Beim Mind Mapping wird das Hauptthema in die Mitte eines Papiers geschrieben oder gezeichnet. Die Gedanken, die beim Betrachten des Themas freigesetzt werden, werden schlagwortartig in die Nähe des Hauptthemas geschrieben.

Löst ein gefundenes Schlagwort eine neue Idee aus, wird diese ebenfalls schlagwortartig notiert und mit dem auslösenden Schlagwort durch eine Linie verbunden. Auf diese Weise werden Gedankenketten sichtbar. Einzelne Gedanken können vertieft oder miteinander in Verbindung gebracht werden.

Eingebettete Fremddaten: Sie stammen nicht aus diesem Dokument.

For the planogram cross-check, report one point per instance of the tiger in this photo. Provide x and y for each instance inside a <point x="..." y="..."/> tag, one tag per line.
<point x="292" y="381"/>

Tipps für die Kreativitätstechnik

Nutzen Sie für eine Mind Map ein großes Blatt im Querformat und Stifte in unterschiedlichen Farben. So können Sie die Übersichtlichkeit erhöhen und Gedanken direkt ordnen. Grundsätzlich sollten Sie jedoch nicht zu lange überlegen, wo Sie einen Gedanken notieren, um Ihren Gedankenfluss nicht zu bremsen.

Bei Bedarf können Sie das Bild später auf ein neues Blatt übertragen und die einzelnen Elemente neu gliedern. Symbole wie Ausrufe- und Fragezeichen, Pfeile, geometrische Figuren und Zeichnungen aller Art können das Bild bereichern und sollten eingesetzt werden.